Two different descriptions about Bob Pammett's home
Tuesday, July 24, 2012
Bob Pammett’s house on McNamara Rd. is nothing more than a family home on the shore of the Otonabee River, one that’s often under renovation and home to several pets.
That’s according to his lawyer, Ravin Pillay.
Crown attorney Brendan Gluckman disagrees. He claims the “home” was actually a poorly designed and barely-maintained fortified drug compound, a place where Pammett hoped to avoid police detection while dealing cocaine.
Pammett was arrested in March 2008 following a lengthy investigation involving an undercover police agent. He pleaded guilty to several drug-related charges and was released from jail in March 2010.
The Crown wants to seize the home under federal forfeiture laws on the grounds that it was part of Pammett’s criminal enterprise as a cocaine dealer.
The Crown has valued the property at about $175,000, citing its poor condition and a City of Peterborough property standards order that states it’s unfit for habitation.
Pammett and his lawyer have argued that it’s worth close to $750,000. Pammett testified in March that police destroyed the house during their search and have kept it in poor repair ever since.
Tuesday marked the forfeiture hearing’s closing arguments. Mr. Justice Michael Brown said he would likely issue his decision in the fall.
Gluckman took a deep dive into Pammett’s criminal past as he addressed the court, citing a history of drug dealing and involvement with the Bandidos biker gang.
On three separate occasions an undercover police agent was summoned to the McNamara Rd. home to pick up his supply, a product Pammett himself described as “Grade A cocaine,” Gluckman said. The agent ended up buying a total of 15 ounces of cocaine from Pammett during the investigation.
Pammett, a former member of the Bandidos biker gang, told the agent he hoped to revive the club and bring the Bandidos back into Ontario. The Bandidos presence in the province effectively ended in 2006 after eight of its nine members were executed at a farmhouse outside of London.
Pammett’s statements were caught on tape, Gluckman said, along with his description of himself as a long-time commercial drug trafficker.

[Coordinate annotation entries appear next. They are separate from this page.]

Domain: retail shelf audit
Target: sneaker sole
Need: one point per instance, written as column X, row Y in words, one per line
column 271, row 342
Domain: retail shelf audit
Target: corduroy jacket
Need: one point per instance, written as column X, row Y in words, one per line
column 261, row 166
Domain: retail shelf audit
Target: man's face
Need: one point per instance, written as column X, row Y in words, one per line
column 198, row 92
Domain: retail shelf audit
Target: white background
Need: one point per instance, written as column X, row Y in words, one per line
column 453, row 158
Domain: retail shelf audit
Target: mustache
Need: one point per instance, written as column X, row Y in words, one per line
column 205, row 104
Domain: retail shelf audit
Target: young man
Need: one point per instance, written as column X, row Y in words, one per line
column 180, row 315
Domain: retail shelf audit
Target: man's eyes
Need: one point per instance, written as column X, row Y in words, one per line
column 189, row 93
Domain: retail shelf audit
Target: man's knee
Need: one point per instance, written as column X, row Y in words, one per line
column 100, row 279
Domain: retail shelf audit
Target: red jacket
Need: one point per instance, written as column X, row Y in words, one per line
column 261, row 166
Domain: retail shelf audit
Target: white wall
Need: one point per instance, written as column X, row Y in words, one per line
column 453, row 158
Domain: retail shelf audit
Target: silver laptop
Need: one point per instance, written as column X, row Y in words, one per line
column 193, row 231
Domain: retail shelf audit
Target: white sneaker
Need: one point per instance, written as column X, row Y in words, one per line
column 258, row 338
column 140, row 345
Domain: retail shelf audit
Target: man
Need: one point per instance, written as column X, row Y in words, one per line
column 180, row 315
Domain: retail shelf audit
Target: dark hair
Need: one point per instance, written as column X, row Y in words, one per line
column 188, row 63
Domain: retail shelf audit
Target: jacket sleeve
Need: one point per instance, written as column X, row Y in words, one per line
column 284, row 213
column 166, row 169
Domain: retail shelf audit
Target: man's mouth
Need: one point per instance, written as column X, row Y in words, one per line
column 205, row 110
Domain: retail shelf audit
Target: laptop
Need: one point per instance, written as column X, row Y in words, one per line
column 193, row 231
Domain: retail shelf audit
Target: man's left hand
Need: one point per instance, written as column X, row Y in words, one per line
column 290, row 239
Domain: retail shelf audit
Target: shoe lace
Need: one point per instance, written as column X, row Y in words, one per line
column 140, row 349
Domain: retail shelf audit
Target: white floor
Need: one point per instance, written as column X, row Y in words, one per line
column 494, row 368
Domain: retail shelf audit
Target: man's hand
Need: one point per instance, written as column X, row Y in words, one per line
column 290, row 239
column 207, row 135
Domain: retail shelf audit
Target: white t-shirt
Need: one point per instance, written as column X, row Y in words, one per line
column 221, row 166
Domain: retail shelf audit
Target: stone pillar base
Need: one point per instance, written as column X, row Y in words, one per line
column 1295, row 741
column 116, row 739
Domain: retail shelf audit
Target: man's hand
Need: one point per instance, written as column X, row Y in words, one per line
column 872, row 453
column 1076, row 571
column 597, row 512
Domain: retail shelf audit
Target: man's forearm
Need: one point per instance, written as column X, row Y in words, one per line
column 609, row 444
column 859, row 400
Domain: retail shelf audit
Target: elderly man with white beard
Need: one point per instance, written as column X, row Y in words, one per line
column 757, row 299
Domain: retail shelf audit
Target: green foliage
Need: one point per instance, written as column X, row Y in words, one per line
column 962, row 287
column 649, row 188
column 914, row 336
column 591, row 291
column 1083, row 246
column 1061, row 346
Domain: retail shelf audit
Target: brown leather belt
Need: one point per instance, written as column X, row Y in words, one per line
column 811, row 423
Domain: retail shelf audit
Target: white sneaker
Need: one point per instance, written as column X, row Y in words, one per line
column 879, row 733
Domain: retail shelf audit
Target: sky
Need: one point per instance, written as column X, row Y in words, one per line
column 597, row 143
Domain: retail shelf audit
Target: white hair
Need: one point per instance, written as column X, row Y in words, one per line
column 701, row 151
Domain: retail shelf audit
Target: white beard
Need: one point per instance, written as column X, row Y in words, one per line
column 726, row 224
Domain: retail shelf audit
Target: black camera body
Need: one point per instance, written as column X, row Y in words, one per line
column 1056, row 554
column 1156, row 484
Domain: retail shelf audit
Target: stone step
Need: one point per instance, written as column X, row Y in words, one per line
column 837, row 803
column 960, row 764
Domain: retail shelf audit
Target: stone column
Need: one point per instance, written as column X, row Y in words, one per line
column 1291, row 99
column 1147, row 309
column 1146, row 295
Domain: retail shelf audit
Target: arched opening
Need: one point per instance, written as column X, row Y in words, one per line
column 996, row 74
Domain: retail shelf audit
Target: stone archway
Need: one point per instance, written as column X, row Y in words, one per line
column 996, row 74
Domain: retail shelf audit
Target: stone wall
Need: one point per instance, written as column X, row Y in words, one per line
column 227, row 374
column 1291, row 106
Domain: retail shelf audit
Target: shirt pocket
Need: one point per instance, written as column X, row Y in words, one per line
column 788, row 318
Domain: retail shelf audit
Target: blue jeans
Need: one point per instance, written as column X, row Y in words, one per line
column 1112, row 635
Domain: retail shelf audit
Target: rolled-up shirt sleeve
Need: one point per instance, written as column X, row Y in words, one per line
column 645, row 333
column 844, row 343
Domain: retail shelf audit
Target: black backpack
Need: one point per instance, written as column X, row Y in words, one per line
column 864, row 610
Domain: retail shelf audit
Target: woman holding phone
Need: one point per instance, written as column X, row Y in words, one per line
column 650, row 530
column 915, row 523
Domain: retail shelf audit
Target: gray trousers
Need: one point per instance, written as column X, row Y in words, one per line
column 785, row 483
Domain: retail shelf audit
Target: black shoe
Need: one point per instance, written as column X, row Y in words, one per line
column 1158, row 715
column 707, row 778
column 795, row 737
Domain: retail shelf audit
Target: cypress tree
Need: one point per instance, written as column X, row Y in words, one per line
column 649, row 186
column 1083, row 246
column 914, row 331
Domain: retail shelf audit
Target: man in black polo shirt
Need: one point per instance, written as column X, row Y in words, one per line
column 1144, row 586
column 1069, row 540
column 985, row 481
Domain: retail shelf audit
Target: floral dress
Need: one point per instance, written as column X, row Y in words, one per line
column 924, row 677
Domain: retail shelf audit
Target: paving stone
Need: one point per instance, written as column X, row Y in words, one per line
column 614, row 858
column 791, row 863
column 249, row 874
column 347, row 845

The home at the south edge of the city supported those claims, Gluckman said. He described it as surrounded by a chain link fence and steel gates, with guard dogs on patrol and surveillance cameras mounted throughout the property.
Most of the windows were boarded up, Gluckman said, and steel bars reinforced the doors. Every adult in the house, including Pammett’s wife and two grown children, were involved in dealing drugs, he said.
If strong evidence of criminal enterprise and organized crime isn’t enough for the court than the home’s condition should be taken into account, Gluckman argued.
It is built on a flood plain with shoddy workmanship and materials, he said, and has a waterlogged septic system and water pooling in the basement.
Pillay argued that seizing Pammett’s house would be a punishment that far outweighed his client’s crimes.
The law allowing courts to seize a home was designed to be used in rare and very serious cases, he said. There was no evidence to suggest that the home was anything other than a family residence, he said, let alone a fortified drug compound.
He said the Crown’s claim that the house was barely liveable is hampered by the fact that no one itemized any damage when police seized it in 2008. The order declaring it unfit for habitation was issued in April 2010, Pillay said, two years after it had been in the care of a property maintenance company hired by the federal government.
No one knows what damage existed when Pammett lived there, what police caused and what has happened since the government took over, he said.
Pillay said a regular chain-link fence surrounds the property, a common feature at many homes, and there is almost 700 feet of unprotected shoreline on the riverbank.
“This was not, by any stretch of the imagination, a secure perimeter,” he said.
There was no evidence that Pammett’s dogs were anything other than family pets, Pillay said. Police and visitors never expressed any concerns about their behaviour.
A few cameras and monitors are a far cry from the Crown’s description of a sophisticated surveillance system, he said.
Police also failed to turn up any evidence of drugs coming into the house, Pillay said. Thirty ounces of cocaine hidden in one of the walls was simply stashed there, he said, a marked difference from a home hosting a sophisticated growing operation or drug lab.
The Crown doesn’t have a shred of evidence tying Pammett to organized crime, he said, arguing that it has relied Pammett’s boasts, caught on tape but made to impress the police agent.